Starboard has also explored the independent space. It bought the Windermere Manor Hotel in England’s Lake District last November from Vision Hotels, a charity for the visually impaired, which has a second asset in Teignmouth.
Callingham said Starboard will continue to promote those hotels to the visually impaired, but not exclusively, and use the Lake District hotel as a training center to educate on how to cater to the visually impaired in all its hotels.
Going forward, Starboard Hotels’ strategy revolves around generating value rather than increasing costs, Callingham said.

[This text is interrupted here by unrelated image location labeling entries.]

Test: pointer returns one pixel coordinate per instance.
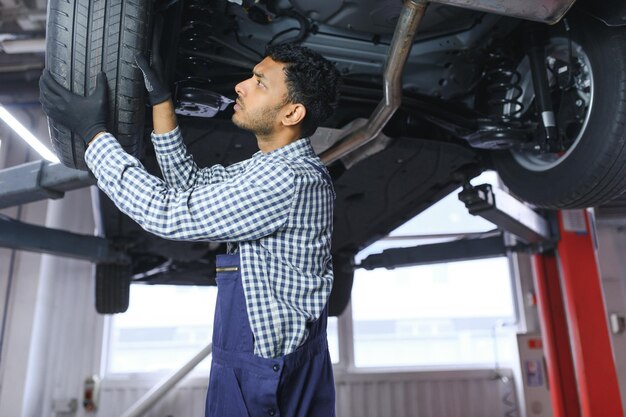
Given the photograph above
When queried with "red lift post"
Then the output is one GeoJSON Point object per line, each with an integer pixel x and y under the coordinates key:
{"type": "Point", "coordinates": [574, 325]}
{"type": "Point", "coordinates": [577, 344]}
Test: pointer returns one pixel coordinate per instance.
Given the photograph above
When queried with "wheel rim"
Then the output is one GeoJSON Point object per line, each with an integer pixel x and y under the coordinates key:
{"type": "Point", "coordinates": [583, 89]}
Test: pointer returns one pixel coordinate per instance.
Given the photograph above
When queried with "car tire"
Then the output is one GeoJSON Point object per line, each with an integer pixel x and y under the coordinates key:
{"type": "Point", "coordinates": [112, 288]}
{"type": "Point", "coordinates": [84, 38]}
{"type": "Point", "coordinates": [593, 169]}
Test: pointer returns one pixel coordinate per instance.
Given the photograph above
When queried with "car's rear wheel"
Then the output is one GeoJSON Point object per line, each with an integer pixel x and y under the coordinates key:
{"type": "Point", "coordinates": [591, 114]}
{"type": "Point", "coordinates": [85, 37]}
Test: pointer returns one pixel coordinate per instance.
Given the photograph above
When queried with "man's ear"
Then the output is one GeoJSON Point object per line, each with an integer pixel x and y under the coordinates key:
{"type": "Point", "coordinates": [294, 114]}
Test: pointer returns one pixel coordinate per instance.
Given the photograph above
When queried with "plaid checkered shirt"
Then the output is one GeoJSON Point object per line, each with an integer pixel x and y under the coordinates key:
{"type": "Point", "coordinates": [277, 206]}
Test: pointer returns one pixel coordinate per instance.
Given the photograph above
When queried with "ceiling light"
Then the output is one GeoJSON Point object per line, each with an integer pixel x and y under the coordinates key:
{"type": "Point", "coordinates": [27, 136]}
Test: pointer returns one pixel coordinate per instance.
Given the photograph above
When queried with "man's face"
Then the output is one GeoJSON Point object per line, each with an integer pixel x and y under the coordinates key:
{"type": "Point", "coordinates": [261, 98]}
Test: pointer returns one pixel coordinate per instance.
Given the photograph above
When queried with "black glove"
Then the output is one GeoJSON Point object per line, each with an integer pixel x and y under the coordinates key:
{"type": "Point", "coordinates": [86, 116]}
{"type": "Point", "coordinates": [157, 91]}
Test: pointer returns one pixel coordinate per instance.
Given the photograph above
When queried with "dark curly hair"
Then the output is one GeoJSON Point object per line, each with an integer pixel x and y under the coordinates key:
{"type": "Point", "coordinates": [312, 80]}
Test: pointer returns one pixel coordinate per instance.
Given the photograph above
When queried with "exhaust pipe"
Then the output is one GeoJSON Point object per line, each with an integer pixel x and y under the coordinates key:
{"type": "Point", "coordinates": [409, 20]}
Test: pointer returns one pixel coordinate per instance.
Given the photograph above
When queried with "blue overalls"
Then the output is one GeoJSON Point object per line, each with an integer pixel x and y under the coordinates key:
{"type": "Point", "coordinates": [241, 384]}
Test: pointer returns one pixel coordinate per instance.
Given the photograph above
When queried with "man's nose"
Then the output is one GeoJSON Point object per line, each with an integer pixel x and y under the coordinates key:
{"type": "Point", "coordinates": [239, 89]}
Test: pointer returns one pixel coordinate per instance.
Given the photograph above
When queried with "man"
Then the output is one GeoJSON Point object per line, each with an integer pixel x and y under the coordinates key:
{"type": "Point", "coordinates": [270, 354]}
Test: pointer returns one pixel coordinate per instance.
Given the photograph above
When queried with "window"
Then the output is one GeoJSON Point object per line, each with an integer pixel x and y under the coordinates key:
{"type": "Point", "coordinates": [165, 326]}
{"type": "Point", "coordinates": [442, 315]}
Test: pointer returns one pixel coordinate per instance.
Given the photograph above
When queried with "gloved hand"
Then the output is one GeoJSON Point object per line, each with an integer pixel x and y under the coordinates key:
{"type": "Point", "coordinates": [86, 116]}
{"type": "Point", "coordinates": [157, 91]}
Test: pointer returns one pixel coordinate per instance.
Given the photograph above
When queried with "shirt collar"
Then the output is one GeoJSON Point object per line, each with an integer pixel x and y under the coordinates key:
{"type": "Point", "coordinates": [299, 148]}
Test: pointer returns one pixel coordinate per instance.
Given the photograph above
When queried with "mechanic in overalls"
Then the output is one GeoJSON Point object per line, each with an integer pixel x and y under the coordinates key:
{"type": "Point", "coordinates": [270, 354]}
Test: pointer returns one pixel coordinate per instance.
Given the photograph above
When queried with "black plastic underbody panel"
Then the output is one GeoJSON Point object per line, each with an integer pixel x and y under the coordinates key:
{"type": "Point", "coordinates": [373, 197]}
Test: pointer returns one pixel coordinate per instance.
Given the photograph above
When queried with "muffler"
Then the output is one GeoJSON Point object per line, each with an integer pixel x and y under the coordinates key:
{"type": "Point", "coordinates": [410, 18]}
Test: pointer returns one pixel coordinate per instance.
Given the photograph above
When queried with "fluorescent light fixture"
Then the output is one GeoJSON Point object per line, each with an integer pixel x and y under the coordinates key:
{"type": "Point", "coordinates": [27, 136]}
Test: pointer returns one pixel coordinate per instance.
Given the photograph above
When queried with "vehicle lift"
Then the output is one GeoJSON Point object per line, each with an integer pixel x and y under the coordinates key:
{"type": "Point", "coordinates": [579, 360]}
{"type": "Point", "coordinates": [581, 373]}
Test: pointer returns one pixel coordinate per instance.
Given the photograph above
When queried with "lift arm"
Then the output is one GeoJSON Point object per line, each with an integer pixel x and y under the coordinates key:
{"type": "Point", "coordinates": [39, 180]}
{"type": "Point", "coordinates": [22, 236]}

“For our Derby hotel it is about adding keys, and we bought two adjacent retail units we plan to convert to rooms,” he said. “At our Ibis Gatwick, we will also add rooms, 60-plus, but value also comes from refurbishments, cost controls and IT improvements.’
Callingham said the cost-control strategy trickles down from executives to all employees.
“We’re mean and lean as a team; that comes from being family-owned,” he said. “There’s a sense of ownership from employees, and also much of our portfolio until we bought it has been unloved. We recycle profits, and we plan to do so for a while. Value doesn’t always equal cost.”
Callingham said development in U.K. provinces has become more and more difficult.
“You can buy for less than you can build,” he said. “In London, there are other clear uses for buildings that have value, but not so in the provinces.”
Callingham said challenges include increasing costs of having brands on board, increasing costs in general and continuing to being considered a good employee.
Changes in employment due to Brexit and labor worries might not affect Starboard as much as it might others, Callingham said, because the firm’s portfolio is spread around the U.K. and not focused on London and the Southeast. He added he also sees opportunities on the horizon.
“People, and the ability to develop them is one of those (opportunities), and being seen to work well with brands as hospitality continues to expand its demand for quality accommodation is another,” Callingham said.
One recent initiative aimed at employees is SHAPE, an acronym for the Starboard Hotels Accelerator Programme, which trains existing employees to become the company’s next generation of GMs, Callingham said.
As the portfolio has grown, Callingham has begun to appoint cluster managers.